# Dri deed back



## chexchy (Jul 4, 2016)

Hello all,
I sent an email to lossmitigation@dri.com.  They replied that they are doing title search for up to 45 days.  Now it is more 45 days and my next mf is up but they haven't got back my deed.  Is there anything I can do.  I don't wanna pay anymore mf if I can't use it.
Thanks


----------



## TUGBrian (Jul 4, 2016)

id certainly contact them again and ask about your deedback status.


----------



## tstraveler2 (Jul 9, 2016)

I sent an email yesterday, and received a quick response by email saying someone would call within 2 business days.  Is this typical?  Also, if this process is successful, will it likely take 6-9 months?


----------



## Bill4728 (Jul 9, 2016)

tstraveler2 said:


> I sent an email yesterday, and received a quick response by email saying someone would call within 2 business days.  Is this typical?


Yes that is what normally happens

In about 2 weeks or so you'll receive paperwork that needs to be signed and notarized then send the paperwork and a check back to them.  
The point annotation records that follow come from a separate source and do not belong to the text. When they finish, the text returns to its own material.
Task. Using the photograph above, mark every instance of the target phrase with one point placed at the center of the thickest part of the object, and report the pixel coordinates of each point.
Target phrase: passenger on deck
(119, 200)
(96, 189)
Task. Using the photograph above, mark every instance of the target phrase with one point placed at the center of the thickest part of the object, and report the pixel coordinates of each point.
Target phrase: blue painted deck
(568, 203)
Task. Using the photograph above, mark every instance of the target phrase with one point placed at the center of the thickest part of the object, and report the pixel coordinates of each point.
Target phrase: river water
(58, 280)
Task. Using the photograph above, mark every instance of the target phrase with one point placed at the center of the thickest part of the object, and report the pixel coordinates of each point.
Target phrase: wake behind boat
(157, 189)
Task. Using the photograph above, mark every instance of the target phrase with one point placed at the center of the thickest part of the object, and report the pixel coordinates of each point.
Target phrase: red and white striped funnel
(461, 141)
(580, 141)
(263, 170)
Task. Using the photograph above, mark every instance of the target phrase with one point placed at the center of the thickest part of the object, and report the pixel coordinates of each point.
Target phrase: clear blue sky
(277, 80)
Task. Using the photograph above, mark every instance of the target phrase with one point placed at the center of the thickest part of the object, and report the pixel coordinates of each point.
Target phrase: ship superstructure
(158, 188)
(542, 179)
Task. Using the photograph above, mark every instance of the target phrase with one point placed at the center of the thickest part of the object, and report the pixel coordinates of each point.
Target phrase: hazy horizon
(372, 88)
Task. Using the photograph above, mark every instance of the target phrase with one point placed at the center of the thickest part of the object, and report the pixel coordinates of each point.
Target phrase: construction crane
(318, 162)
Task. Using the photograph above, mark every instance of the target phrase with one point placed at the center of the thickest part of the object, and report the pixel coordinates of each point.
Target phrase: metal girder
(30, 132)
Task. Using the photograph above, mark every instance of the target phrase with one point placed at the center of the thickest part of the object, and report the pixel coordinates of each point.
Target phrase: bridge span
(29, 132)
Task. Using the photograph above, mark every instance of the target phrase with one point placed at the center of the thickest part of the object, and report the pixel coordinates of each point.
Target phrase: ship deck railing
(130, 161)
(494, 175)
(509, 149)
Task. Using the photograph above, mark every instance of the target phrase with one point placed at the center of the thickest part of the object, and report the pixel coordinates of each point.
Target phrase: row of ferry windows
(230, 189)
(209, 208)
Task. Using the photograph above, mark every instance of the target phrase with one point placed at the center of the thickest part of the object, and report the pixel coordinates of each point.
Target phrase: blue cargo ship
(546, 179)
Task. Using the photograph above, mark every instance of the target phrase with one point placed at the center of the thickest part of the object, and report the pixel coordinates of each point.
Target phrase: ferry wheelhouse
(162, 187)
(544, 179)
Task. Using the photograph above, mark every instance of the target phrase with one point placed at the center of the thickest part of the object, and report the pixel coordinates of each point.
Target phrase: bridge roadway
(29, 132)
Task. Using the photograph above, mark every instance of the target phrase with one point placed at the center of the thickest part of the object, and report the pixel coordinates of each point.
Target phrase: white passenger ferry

> Also, if this process is successful, will it likely take 6-9 months?



For most people the wait after you send the paperwork is about 2-3 weeks BUT as you saw some people have a much longer wait but I'm unsure why most wait 2-3 weeks and other's longer.

PS just reread your question  NO people normally do not call you ever.  DRI just sends the paperwork in a couple weeks


----------



## tstraveler2 (Jul 9, 2016)

Thank you.  
That could be a problem, since I have reservations in Sept.  I have US Collection points.


----------